Pihak Kejagung menyebutkan dugaan korupsi di BUMN yang dilaporkan terkait dengan keuangan. Namun, Kejagung masih enggan merinci, apakah itu tentang keuangan di BUMN atau menyangkut BUMN yang bergerak di bidang keuangan.
Oleh
NORBERTUS ARYA DWIANGGA MARTIAR
·2 menit baca
JAKARTA, KOMPAS — Kejaksaan Agung masih mendalami laporan dugaan kasus korupsi yang disampaikan Menteri Badan Usaha Milik Negara. Status hukum terhadap kasus tersebut juga belum ditentukan.
Sebagaimana diberitakan, Senin (6/3/2023), Menteri BUMN Erick Thohir bertemu dengan Jaksa Agung Sanitiar Burhanuddin. Selain bersilaturahmi dan membicarakan beberapa kasus terkait BUMN, Erick juga menyampaikan laporan adanya dugaan korupsi di salah satu BUMN.
Namun, dalam kesempatan itu, baik Erick maupun Burhanuddin tidak menyebutkan detail kasus tersebut karena masih akan didalami. Burhanuddin hanya menyebut, kasus yang dilaporkan tersebut cukup menarik.
Jaksa Agung Muda Tindak Pidana Khusus Kejagung Febrie Adriansyah, Selasa (7/3/2023), mengatakan, laporan tersebut masih merupakan dugaan tindak pidana korupsi. Pihaknya masih mendalami kasus tersebut.
”Belum (naik penyelidikan). Masih dianalisis,” kata Febrie.
Dalam kesempatan terpisah, Kepala Pusat Penerangan Hukum Kejagung Ketut Sumedana juga masih enggan mengungkap perihal detail kasus tersebut. Ketut hanya mengatakan bahwa kasus tersebut terkait keuangan. Namun, Ketut tidak menjelaskan lebih lanjut yang dimaksud keuangan tersebut, apakah terkait dengan kasus tentang keuangan atau menyangkut BUMN yang bergerak di bidang keuangan.
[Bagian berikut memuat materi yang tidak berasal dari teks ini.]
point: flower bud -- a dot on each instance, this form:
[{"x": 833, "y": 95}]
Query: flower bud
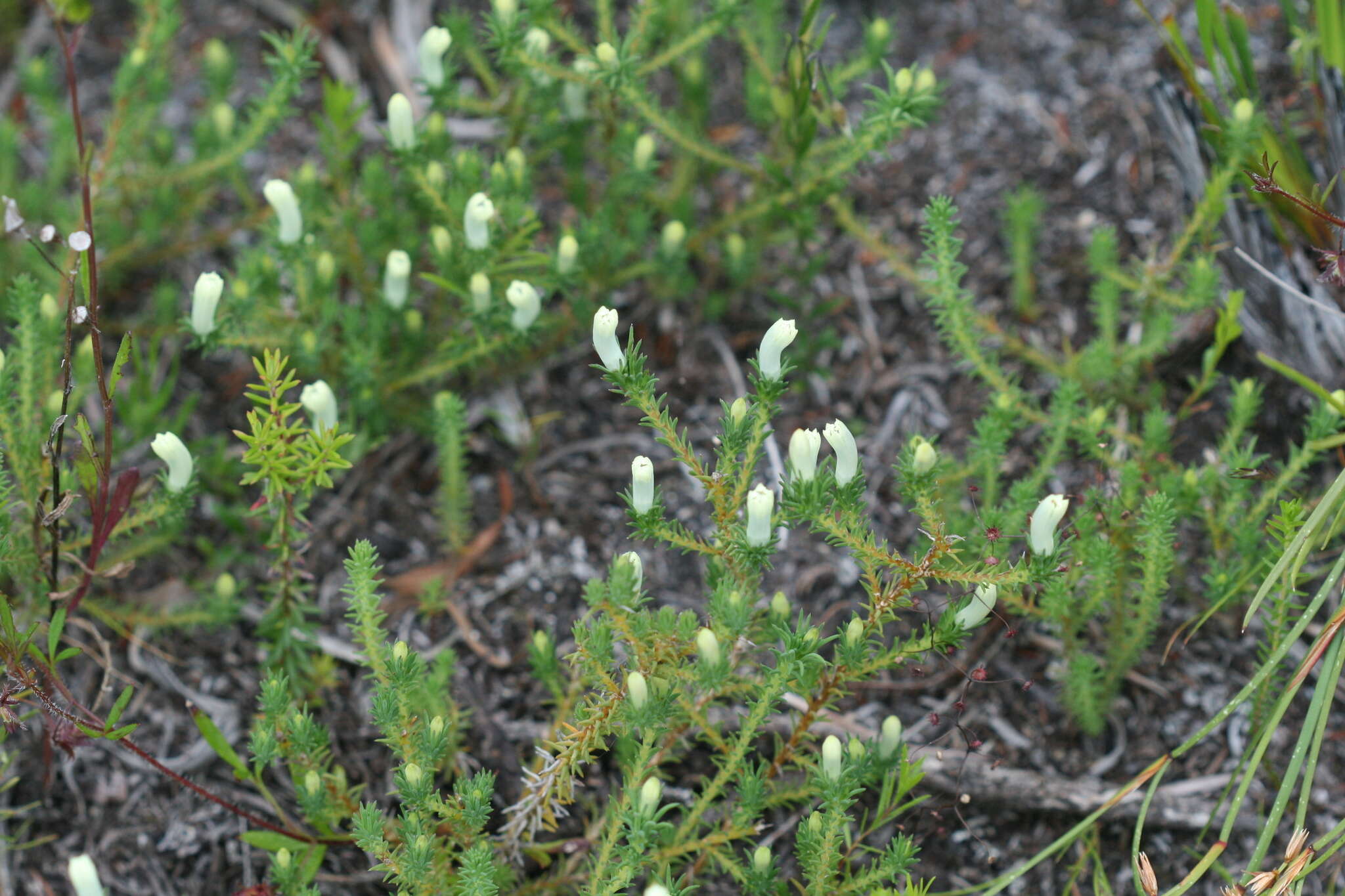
[
  {"x": 650, "y": 796},
  {"x": 891, "y": 739},
  {"x": 708, "y": 647},
  {"x": 401, "y": 129},
  {"x": 282, "y": 198},
  {"x": 440, "y": 240},
  {"x": 848, "y": 456},
  {"x": 643, "y": 155},
  {"x": 979, "y": 608},
  {"x": 761, "y": 505},
  {"x": 736, "y": 247},
  {"x": 326, "y": 268},
  {"x": 431, "y": 51},
  {"x": 674, "y": 234},
  {"x": 567, "y": 251},
  {"x": 831, "y": 758},
  {"x": 526, "y": 304},
  {"x": 1042, "y": 535},
  {"x": 537, "y": 42},
  {"x": 642, "y": 484},
  {"x": 803, "y": 453},
  {"x": 205, "y": 299},
  {"x": 479, "y": 210},
  {"x": 84, "y": 876},
  {"x": 604, "y": 339},
  {"x": 636, "y": 689},
  {"x": 481, "y": 289},
  {"x": 925, "y": 457},
  {"x": 396, "y": 273},
  {"x": 738, "y": 410},
  {"x": 222, "y": 117},
  {"x": 320, "y": 403},
  {"x": 175, "y": 454},
  {"x": 775, "y": 341}
]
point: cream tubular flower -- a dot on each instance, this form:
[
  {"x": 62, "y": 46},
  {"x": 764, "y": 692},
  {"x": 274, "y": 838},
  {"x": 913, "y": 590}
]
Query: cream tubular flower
[
  {"x": 604, "y": 339},
  {"x": 848, "y": 456},
  {"x": 775, "y": 341},
  {"x": 432, "y": 47},
  {"x": 479, "y": 210},
  {"x": 175, "y": 454},
  {"x": 205, "y": 299},
  {"x": 282, "y": 198}
]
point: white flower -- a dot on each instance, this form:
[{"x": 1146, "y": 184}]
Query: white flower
[
  {"x": 84, "y": 876},
  {"x": 479, "y": 210},
  {"x": 650, "y": 796},
  {"x": 925, "y": 457},
  {"x": 604, "y": 339},
  {"x": 567, "y": 251},
  {"x": 848, "y": 456},
  {"x": 1042, "y": 535},
  {"x": 320, "y": 402},
  {"x": 634, "y": 559},
  {"x": 642, "y": 484},
  {"x": 831, "y": 758},
  {"x": 708, "y": 647},
  {"x": 282, "y": 198},
  {"x": 396, "y": 274},
  {"x": 526, "y": 304},
  {"x": 761, "y": 505},
  {"x": 433, "y": 45},
  {"x": 982, "y": 602},
  {"x": 643, "y": 152},
  {"x": 636, "y": 689},
  {"x": 673, "y": 237},
  {"x": 775, "y": 341},
  {"x": 175, "y": 454},
  {"x": 803, "y": 453},
  {"x": 205, "y": 299},
  {"x": 401, "y": 129},
  {"x": 481, "y": 288}
]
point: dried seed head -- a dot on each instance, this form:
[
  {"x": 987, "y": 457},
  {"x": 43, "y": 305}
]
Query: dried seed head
[{"x": 1146, "y": 876}]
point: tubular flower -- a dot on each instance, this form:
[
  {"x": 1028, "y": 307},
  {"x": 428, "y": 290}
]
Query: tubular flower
[
  {"x": 848, "y": 456},
  {"x": 604, "y": 339},
  {"x": 775, "y": 341},
  {"x": 282, "y": 198},
  {"x": 175, "y": 454}
]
Koordinator Divisi Hukum dan Monitoring Peradilan Indonesia Corruption Watch Lalola Easter berpandangan, sebagai sebuah laporan tentang dugaan korupsi, yang dilakukan Menteri BUMN juga bisa dilakukan oleh siapa pun. Laporan tersebut seharusnya juga dilengkapi dengan dokumen sebagai petunjuk bagi aparat penegak hukum untuk mendalaminya.
Penegakan hukum itu ada di ujung, yakni sebagai penindakan. Itu berarti mekanisme pencegahan di BUMN tidak berjalan.
Namun, kata Lalola, laporan yang akan berujung pada proses hukum tersebut seharusnya menjadi upaya terakhir. Hal itu menunjukkan bahwa mekanisme internal di dalam Kementerian BUMN dalam melakukan pengawasan terhadap BUMN tidak berjalan efektif.
”Penegakan hukum itu ada di ujung, yakni sebagai penindakan. Itu berarti mekanisme pencegahan di BUMN maupun yang dilakukan Kementerian BUMN itu tidak berjalan,” ujar Lalola.
Menurut Lalola, pengawasan di dalam BUMN sebenarnya bisa dilakukan oleh komisaris sebagai perwakilan pemerintah. Namun, sebagian besar dari komisaris BUMN juga duduk sebagai pejabat di berbagai kementerian dan lembaga.
Akibatnya, kata Lalola, hal itu membuat mereka tidak fokus dalam menjalankan tugasnya sebagai komisaris, termasuk menjalankan fungsi pengawasan. Meski demikian, di sisi lain, pertimbangan yang diberikan komisaris belum tentu akan dijalankan sepenuhnya oleh direksi BUMN.
”Praktik rangkap jabatan itulah yang seharusnya diminimalkan. Sebab, hal itu membuka ruang konflik kepentingan. Di sisi lain, performa mereka yang rangkap jabatan juga patut dipertanyakan. Tata kelola BUMN inilah yang juga perlu diperbaiki,” ujar Lalola.
Sementara itu, Koordinator Masyarakat Anti-Korupsi Indonesia (MAKI) Boyamin Saiman mengatakan, dari informasi yang ia peroleh, kasus yang dilaporkan Menteri BUMN ke Kejagung tersebut diduga mengakibatkan kerugian keuangan negara dengan jumlah yang tidak signifikan. Boyamin menduga, kasus tersebut tidak akan ditangani Kejaksaan Agung.